Project description:Chromosomal insertions are genomic rearrangements with a chromosome segment inserted into a non-homologous chromosome or a non-adjacent locus on the same chromosome or the other homologue, constituting ~2% of nonrecurrent copy-number gains. Little is known about the molecular mechanisms of their formation. We identified 16 individuals with complex insertions among 56,000 individuals tested at Baylor Genetics using clinical array comparative genomic hybridization (aCGH) and fluorescence in situ hybridization (FISH). Custom high-density aCGH was performed on 10 individuals with available DNA, and breakpoint junctions were fine-mapped at nucleotide resolution by long-range PCR and DNA sequencing in 6 individuals to glean insights into potential mechanisms of formation.

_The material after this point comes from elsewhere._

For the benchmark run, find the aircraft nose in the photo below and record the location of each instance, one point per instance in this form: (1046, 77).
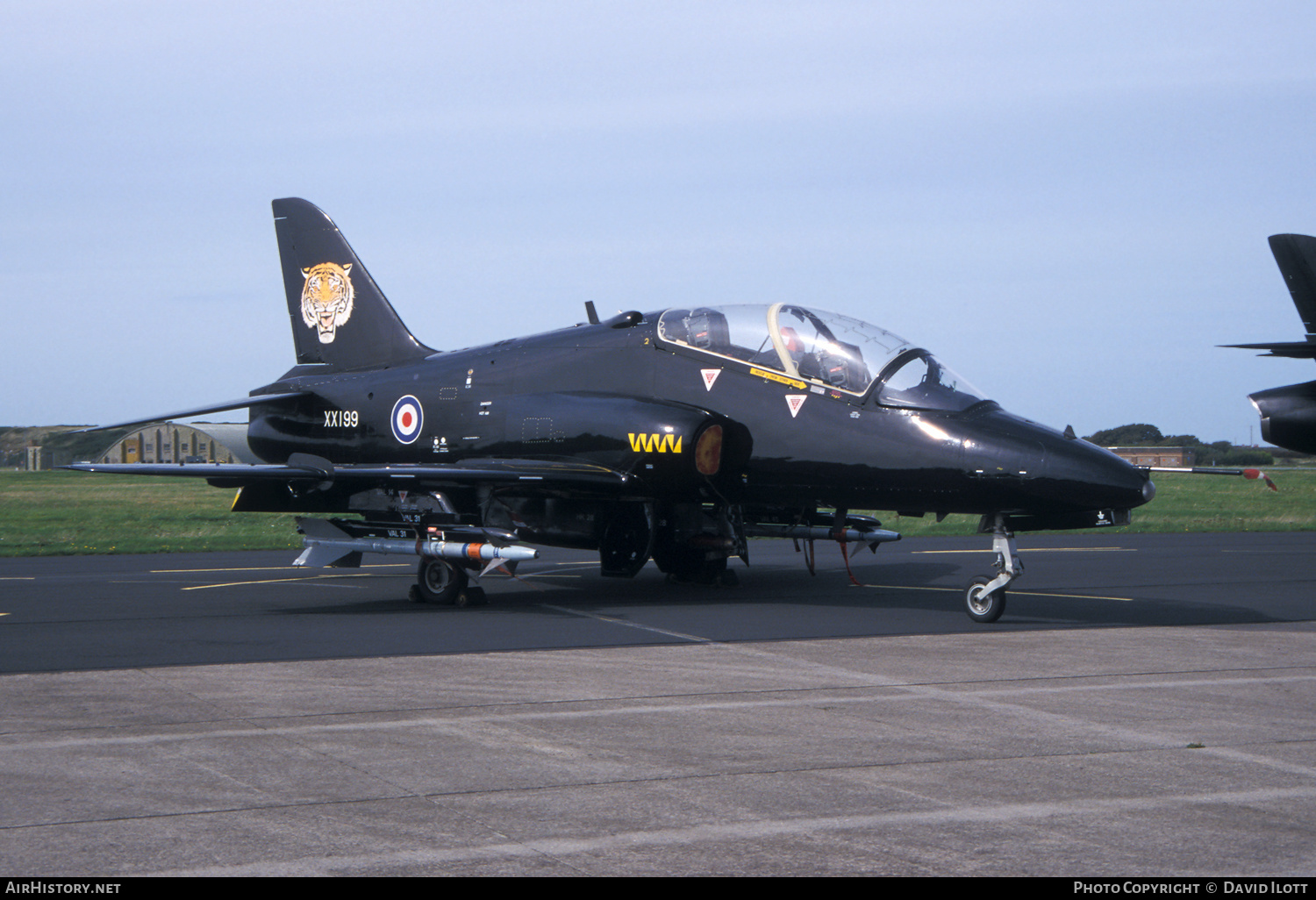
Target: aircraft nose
(1094, 478)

We observed microhomologies and templated insertions at the breakpoint junctions, resembling the breakpoint junction signatures found in complex genomic rearrangements generated by replication-based mechanism(s) with iterative template switches. In addition, we analyzed 5 families with apparently balanced insertion in one parent detected by FISH analysis and found that 3 parents had additional small copy-number variants (CNVs) at one or both sides of the inserting fragments as well as at the inserted sites. We propose that replicative repair can result in interchromosomal complex insertions generated through chromothripsis-like chromoanasynthesis involving two or three chromosomes, and cause a significant fraction of apparently balanced insertions harboring small flanking CNVs.